Yine de, herkes onu Ömer Şerif’le baş rollerini paylaştığı unutulmaz Dr. Jivago filmindeki Lara rolüyle tanıyor. Boris Pasternak’ın Rus İhtilali’ni eleştiren ve kendisine Nobel Edebiyat Ödülü’nü getiren Dr. Jivago ile. Pasternak, Sovyet vatandaşlığından atılacağı korkusuyla, Nobel’i geri çevirse de, filmdeki "Le Chanson De Lara" yıllarca kimsenin dilinden düşmüyor. O film ve Julie Christie artık bir kült.
Çevirdiği her filmin ya senaryosu, ya yönetmeni, ya aktörü ya da kendisi sinema dünyasında mutlaka bir ödüle aday gösteriliyor. Bazılarını kazanıyor, bazılarını kaybediyor. Ama, her filmi gürültü kopartıyor.
Onca gürültüye rağmen, Julie Christie hiçbir zaman magazin malzemesine dönüşmüyor. Kendi dünyasına çekiliyor. Pop star olarak kendini bilerek unutturmak istiyor.
RAHİBELERİN KISKANÇLIĞI
Yoksa, inandığı alanlarda en önde savaşan o. Politik eylemci kimliğiyle. Vietnam Savaşı’na karşıtlığı, ABD Başkanı Richard Nixon’ın istifasına yol açan Watergate skandalı, petrol krizi ve son Irak Savaşı’nı protesto eden cephede baş rollerden birini o üstleniyor.
Hindistan’da çay plantasyonunda çalışan babasının yanından ayrılarak altı yaşında İngiltere’ye gidiyor. Okumak için. Bir kiliseye yazılıyor. Altı yaşında bile öyle güzel ki, rahibeler kıskançlıktan çatlıyor, "Sen bu çirkin suratınla bir işe yaramazsın" sözleriyle, insanlarla tanışma faslının başladığını anlıyor.
Londra’nın doğu ucundaki tek odalı evine taşındığında, artık yeteri kadar donanımlı, inançlı ve hırslı, yeteneğinin de farkında.
Sıra sanatıyla şöhret basamaklarını tırmanmaya geliyor. Filmler ve diziler ve filmler. Oscar ve başka bir sürü ödül.
YENİDEN ANIMSANDI
1960’lı ve 1970’li yılların bu ihtişamından sonra, Julie Christie sadece politik eylemlerle anılıyor, sanatın dışında gibi. Unutuluyor. Ta ki, 2006’da çevirdiği alzheimer hastası rolündeki Fiona tiplemesine kadar.
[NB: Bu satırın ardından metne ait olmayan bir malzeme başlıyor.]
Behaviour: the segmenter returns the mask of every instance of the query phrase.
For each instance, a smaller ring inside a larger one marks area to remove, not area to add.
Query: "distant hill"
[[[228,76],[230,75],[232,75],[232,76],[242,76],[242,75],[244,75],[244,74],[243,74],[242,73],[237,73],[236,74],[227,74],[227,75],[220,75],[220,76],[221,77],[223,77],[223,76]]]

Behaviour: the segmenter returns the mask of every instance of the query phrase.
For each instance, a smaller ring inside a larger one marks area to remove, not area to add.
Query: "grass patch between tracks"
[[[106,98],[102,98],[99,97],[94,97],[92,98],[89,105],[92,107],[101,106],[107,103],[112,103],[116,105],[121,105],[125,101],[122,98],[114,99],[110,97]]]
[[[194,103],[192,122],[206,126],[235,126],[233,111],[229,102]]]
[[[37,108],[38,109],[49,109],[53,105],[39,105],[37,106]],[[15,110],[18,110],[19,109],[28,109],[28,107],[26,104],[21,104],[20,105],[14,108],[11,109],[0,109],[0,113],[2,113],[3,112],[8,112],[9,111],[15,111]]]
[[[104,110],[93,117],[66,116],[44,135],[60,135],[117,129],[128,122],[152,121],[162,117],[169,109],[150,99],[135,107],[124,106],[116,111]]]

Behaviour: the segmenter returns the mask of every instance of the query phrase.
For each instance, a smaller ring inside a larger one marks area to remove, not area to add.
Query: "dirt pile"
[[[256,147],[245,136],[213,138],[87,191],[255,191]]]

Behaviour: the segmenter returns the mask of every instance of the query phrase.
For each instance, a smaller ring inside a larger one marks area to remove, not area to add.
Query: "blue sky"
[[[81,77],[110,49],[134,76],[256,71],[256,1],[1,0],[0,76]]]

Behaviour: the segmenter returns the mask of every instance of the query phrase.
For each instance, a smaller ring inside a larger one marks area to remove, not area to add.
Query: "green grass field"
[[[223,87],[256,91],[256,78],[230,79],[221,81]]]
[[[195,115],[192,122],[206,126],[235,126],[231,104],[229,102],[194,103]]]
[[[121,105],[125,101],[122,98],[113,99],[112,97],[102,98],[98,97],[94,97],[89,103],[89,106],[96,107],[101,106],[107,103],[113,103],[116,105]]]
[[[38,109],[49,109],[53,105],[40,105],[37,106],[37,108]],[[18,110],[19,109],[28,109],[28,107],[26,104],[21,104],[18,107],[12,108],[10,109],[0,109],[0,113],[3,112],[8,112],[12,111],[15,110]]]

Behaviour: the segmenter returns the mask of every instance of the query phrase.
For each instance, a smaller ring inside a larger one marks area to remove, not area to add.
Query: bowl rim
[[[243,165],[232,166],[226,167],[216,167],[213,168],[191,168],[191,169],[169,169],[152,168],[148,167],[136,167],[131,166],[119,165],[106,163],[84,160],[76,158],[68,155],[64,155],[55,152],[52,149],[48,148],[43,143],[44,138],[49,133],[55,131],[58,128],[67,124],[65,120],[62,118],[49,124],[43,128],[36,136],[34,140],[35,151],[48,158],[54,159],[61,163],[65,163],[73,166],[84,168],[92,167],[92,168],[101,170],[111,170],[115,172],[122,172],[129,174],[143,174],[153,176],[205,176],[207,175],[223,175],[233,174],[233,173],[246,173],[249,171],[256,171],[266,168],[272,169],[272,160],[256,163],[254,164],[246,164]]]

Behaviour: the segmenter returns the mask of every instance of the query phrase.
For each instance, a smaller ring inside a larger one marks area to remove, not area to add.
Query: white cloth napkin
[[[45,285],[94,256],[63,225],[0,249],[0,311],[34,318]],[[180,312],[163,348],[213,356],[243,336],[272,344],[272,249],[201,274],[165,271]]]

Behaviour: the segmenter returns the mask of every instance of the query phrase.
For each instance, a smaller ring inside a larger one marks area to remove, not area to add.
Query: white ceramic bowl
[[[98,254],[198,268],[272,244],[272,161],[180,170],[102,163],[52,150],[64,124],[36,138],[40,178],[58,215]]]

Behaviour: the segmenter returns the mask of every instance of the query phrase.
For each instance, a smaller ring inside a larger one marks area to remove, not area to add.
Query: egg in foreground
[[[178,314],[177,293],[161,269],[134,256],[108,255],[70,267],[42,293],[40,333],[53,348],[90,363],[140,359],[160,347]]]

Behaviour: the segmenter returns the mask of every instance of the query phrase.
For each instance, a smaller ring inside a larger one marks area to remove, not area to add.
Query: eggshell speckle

"Away From Her" ile birlikte, sinema dünyası bir anda Julie Christie’yi yeniden anımsıyor. Yeni bir taç takarak. Hem Oscar adaylığı, hem Altın Küre ödülü. Yine kameralar, yine röportajlar. Bunlardan birinde, "Şimdiye kadar neredeydiniz" sorusuna verdiği yanıtı, geçen gün New York Times’ın sanat ekinde okuyorum: "Unutulmakta bazen bir büyü yatar."
Çok etkileyici. 66 yaşına adım atmış Julie Christie kendini unutturarak, aslında demleniyor. Attila İlhan’ın dizeleriyle çakışıyor: "Sallanırsın bir boşluktan bir boşluğa / birikip yeniden sıçramak için / elde var hüzün."
Ondaki hüzün, her kapıyı açan büyüden başka bir şey değil.